"He said: 'In my distress I called to the Lord, and he answered me. From deep in the realm of the dead I called for help, and you listened to my cry.'"
Jonah 2:2
Jonah’s running from God is depicted as a gradual going ‘down’: down to Joppa, down into a Tarshish-bound ship, then down to the lowest part of the ship. Now, going lower still, he ‘sank down’ to the ocean bed (v. 6). When you hit rock bottom, the only way is up! Sensing that ‘life was ebbing away,’ Jonah ‘remembered’ God and sent up a distress signal (v. 7). Jonah’s prayer (vv. 2–9) contains acknowledgement of his hopeless plight and gratitude for God’s salvation. Does it demonstrate real repentance?
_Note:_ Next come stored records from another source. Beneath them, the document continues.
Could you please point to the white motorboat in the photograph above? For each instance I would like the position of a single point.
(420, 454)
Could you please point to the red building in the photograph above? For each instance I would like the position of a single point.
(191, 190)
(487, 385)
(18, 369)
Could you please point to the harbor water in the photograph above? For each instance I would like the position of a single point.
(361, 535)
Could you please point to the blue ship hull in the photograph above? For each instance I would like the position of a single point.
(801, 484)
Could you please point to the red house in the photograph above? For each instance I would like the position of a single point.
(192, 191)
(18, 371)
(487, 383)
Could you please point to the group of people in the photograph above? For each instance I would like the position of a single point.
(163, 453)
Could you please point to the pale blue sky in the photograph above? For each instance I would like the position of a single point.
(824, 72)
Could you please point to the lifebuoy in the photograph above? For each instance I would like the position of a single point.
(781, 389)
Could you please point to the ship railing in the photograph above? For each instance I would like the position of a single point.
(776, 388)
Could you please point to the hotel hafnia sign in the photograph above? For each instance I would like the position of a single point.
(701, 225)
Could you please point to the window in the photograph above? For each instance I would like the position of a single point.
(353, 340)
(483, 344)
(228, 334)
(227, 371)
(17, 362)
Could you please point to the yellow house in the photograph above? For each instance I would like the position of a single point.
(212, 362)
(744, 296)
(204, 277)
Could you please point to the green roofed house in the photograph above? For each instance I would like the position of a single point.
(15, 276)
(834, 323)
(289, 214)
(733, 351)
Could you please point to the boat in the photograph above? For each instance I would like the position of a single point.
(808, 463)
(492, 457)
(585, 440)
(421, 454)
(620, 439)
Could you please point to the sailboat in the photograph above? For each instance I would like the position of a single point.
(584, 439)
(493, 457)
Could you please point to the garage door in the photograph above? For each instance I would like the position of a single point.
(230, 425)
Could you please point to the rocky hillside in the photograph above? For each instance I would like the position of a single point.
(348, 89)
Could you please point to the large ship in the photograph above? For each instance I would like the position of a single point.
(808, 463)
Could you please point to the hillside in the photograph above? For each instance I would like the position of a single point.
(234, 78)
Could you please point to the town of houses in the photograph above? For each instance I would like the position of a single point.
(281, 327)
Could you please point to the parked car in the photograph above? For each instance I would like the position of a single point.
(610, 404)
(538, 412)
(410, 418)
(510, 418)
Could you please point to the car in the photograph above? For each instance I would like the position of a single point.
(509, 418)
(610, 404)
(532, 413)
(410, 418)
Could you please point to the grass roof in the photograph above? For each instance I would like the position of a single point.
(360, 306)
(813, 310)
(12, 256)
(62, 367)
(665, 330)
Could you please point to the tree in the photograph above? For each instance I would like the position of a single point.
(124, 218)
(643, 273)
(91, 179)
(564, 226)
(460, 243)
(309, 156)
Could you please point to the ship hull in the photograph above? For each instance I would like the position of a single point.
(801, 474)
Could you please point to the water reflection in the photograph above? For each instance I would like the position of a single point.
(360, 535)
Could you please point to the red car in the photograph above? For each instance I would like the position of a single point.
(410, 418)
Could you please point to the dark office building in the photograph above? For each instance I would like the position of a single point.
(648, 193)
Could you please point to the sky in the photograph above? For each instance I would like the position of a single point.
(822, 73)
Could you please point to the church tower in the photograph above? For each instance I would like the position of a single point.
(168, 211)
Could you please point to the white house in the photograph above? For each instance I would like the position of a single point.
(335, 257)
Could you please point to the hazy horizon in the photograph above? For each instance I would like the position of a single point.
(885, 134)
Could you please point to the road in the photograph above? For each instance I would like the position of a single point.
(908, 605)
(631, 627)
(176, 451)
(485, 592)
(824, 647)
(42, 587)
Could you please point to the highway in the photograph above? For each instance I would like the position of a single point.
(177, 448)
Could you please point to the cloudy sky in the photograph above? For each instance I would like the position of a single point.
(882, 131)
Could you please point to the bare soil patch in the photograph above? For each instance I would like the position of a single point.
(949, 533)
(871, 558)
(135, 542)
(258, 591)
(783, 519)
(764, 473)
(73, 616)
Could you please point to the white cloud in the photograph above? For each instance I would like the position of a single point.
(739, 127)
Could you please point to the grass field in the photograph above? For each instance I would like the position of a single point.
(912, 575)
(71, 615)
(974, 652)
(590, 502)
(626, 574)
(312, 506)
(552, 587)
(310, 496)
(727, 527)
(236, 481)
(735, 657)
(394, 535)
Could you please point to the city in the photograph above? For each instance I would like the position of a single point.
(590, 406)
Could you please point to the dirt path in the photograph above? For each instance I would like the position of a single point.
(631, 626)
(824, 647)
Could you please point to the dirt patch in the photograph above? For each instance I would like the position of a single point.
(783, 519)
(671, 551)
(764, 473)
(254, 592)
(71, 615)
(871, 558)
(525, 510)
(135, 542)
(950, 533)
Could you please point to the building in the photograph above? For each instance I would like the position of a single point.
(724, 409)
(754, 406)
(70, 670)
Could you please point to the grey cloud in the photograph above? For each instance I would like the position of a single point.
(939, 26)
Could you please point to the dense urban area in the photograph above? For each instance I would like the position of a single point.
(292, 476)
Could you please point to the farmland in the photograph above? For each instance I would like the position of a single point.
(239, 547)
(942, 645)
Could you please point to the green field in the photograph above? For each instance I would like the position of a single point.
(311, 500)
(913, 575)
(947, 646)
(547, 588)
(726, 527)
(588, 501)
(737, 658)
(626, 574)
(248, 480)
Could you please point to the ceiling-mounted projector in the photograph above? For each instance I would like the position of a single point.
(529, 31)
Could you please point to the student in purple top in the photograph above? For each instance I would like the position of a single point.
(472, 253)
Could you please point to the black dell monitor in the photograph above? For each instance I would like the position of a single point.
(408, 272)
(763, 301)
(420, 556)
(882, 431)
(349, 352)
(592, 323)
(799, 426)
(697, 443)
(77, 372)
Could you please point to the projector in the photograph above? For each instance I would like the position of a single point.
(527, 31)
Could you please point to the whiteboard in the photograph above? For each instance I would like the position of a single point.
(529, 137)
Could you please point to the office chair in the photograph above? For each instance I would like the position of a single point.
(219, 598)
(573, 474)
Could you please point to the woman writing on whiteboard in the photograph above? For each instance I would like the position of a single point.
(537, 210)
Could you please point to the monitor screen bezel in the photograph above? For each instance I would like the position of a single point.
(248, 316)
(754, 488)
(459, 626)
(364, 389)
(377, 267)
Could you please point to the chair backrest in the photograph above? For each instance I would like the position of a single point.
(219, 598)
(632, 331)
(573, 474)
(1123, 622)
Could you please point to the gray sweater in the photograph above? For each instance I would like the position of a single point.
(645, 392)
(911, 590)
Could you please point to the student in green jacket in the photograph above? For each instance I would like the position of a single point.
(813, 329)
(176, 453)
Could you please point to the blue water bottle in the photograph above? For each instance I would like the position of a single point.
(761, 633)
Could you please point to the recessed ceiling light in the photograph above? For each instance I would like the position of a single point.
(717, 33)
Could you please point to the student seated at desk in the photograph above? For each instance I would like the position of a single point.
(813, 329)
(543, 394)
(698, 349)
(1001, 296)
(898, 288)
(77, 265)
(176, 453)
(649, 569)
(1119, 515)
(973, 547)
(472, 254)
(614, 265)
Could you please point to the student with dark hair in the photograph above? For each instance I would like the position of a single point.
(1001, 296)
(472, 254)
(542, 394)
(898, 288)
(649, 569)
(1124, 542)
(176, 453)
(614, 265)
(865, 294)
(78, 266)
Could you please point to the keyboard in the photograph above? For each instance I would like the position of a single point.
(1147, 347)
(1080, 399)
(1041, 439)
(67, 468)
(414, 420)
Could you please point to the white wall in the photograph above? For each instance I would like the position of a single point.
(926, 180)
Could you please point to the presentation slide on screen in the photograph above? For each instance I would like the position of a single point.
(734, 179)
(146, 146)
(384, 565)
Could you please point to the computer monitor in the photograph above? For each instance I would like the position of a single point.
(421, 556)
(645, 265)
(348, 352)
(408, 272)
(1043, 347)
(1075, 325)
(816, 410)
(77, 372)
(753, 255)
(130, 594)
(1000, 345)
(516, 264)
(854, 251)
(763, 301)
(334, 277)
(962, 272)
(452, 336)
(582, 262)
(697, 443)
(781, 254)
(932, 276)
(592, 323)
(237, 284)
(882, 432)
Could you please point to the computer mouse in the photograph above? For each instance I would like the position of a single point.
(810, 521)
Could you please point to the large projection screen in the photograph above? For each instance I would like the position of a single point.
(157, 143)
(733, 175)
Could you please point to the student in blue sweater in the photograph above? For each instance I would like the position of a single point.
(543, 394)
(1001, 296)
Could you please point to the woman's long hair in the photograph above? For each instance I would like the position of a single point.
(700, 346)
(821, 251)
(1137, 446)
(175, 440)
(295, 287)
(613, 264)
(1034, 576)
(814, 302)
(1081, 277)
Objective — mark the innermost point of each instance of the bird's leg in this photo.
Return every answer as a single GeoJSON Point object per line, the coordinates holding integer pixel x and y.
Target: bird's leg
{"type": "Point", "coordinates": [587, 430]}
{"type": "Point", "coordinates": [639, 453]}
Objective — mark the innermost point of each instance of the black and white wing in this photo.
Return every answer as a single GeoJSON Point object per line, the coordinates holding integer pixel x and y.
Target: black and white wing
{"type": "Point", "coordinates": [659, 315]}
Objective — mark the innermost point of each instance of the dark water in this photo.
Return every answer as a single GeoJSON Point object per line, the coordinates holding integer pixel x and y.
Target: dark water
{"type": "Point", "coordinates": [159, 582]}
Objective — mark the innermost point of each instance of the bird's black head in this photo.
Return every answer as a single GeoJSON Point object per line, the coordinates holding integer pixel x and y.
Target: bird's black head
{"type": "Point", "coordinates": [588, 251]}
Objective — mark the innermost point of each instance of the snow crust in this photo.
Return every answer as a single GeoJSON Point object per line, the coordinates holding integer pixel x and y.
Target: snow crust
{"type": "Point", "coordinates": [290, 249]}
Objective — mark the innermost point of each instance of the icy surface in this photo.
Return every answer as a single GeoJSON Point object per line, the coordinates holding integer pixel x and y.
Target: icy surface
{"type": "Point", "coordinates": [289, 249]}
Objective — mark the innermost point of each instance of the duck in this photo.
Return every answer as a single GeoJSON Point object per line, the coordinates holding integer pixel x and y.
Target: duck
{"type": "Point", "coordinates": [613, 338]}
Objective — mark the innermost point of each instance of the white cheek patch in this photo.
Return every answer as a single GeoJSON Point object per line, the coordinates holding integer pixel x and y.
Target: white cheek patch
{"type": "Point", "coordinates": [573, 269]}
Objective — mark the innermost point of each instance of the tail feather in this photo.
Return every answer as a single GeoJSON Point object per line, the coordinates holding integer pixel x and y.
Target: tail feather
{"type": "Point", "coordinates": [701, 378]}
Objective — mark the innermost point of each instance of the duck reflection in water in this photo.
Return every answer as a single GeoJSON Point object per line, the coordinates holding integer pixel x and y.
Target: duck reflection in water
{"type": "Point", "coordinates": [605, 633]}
Medieval theologians distinguished between attrition (sorrow over sin due to fear of God’s punishment) and contrition (sorrow over sin because it has grieved a loving God). Although Jonah declares that ‘Those who cling to worthless idols forfeit God’s love for them’ ,he fails to confess that he himself had turned away from God’s command. He sees ‘specks’ in other eyes while ignoring the ‘plank’ in his own! Despite vows to offer ‘grateful praise’ and ‘sacrifice’ (v. 9), there is no confession of sin, no expression of contrition, no commitment to change. Jonah affirms that ‘salvation comes from the Lord’ (v. 9), but he still grudges the Ninevites God’s salvation.
CLOSING PRAYER
Heavenly Father, help me to turn to You with my whole heart, confess my sins with a contrite heart, and commit to changing my life and doing Your will.